Les nouvelles violences qui ont éclaté dimanche ont connu une brève accalmie lundi avant de reprendre dans la nuit.

Elles sont liées à la construction d'une mosquée à Nassarawa Gwon, un quartier chrétien de Jos, chef-lieu de l'Etat du Plateau, situé entre le nord musulman et le sud chrétien et animiste et fort d'un demi-million d'habitants.

Selon un bilan établi de plusieurs sources, 288 morts ont été dénombrés depuis dimanche.

Parmi eux, 192 dénombrés mardi dans la mosquée centrale, un chiffre rendu public par son imam, Balarabe Dawud.
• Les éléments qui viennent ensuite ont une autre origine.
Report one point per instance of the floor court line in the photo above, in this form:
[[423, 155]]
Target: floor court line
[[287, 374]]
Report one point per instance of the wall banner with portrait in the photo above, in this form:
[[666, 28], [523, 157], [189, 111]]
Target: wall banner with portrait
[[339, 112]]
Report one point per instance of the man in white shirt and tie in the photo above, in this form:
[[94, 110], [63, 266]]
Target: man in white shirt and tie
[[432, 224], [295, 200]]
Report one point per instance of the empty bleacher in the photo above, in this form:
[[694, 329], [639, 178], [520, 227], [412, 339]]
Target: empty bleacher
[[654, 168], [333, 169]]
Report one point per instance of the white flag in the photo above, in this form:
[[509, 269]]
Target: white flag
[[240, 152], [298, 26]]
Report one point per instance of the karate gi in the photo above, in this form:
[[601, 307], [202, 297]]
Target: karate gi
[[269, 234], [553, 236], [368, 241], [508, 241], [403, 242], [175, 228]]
Lundi, il avait déjà annoncé 26 morts.

Le chef religieux a également fait état d'au moins 800 blessés, dont 90 graves évacués dans des hôpitaux militaires.
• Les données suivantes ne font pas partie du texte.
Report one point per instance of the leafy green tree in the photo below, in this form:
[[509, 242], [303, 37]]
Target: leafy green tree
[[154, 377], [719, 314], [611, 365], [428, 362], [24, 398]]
La mosquée soigne les blessés légers, mais manque de médicaments. "Même les dispensaires privés des environs sont pleins de blessés (...) ils sont également en manque" de matériel de soins, a-t-il dit.

Selon un employé de la mosquée, Mohammed Shittu, "la mosquée est pleine de blessés et de morts".

Le secrétaire de l'Association chrétienne du Nigeria (CAN), le révérend Chung Dabo, a annoncé mardi 65 tués. "Jusqu'à hier, j'avais 50 morts", a-t-il déclaré pour Jos et il en a ajouté 15 autres à Bukuru, banlieue de Jos où les combats se sont étendus.

Dans cette cité, une employée d'un dispensaire public, Maryam Mohammed, a annoncé cinq morts mardi après-midi. "Jusqu'à maintenant nous avons 50 blessés et maintenant cinq morts", a-t-elle dit.

"Au moment où je vous parle, les combats se poursuivent en dépit du déploiement des soldats", a-t-elle ajouté.

Les affrontements "ne sont plus concentrés maintenant, plus limités à une zone. Ils se sont étendus un peu partout", a déclaré un porte-parole local de l'armée, le colonel Galadima Shekari.

Un couvre-feu nocturne avait été décrété dimanche soir, mais il est devenu mardi de "24 heures sur 24 pour Jos et Bukuru à cause de la reprise de violences dans plusieurs secteurs", a expliqué le porte-parole du gouvernement local, Gregory Yenlong.

Mais selon David Maiyaki, chrétien du quartier de Dutse Uku, "le couvre-feu total ne semble avoir aucun effet et les combats se poursuivent".

Au téléphone avec l'AFP également, d'autres habitants ont fait état mardi de coups de feu et de nombreux incendies. "D'où je suis, je peux entendre des coups de feu et voir des colonnes de fumée au-dessus de certains quartiers de la ville", a déclaré Ibrahim Mudi.

Un troisième, Mohammed Ahmad s'est déclaré "terrifié : "la ville est enveloppée de fumée".

Mardi, tous les vols intérieurs ont été suspendus avec Jos.

En novembre 2008, des centaines de personnes ont péri en deux jours dans des affrontements similaires dans cette ville.

Le Nigeria, pays le plus peuplé d'Afrique avec 150 millions d'habitants, est régulièrement secoué par des violences interreligieuses.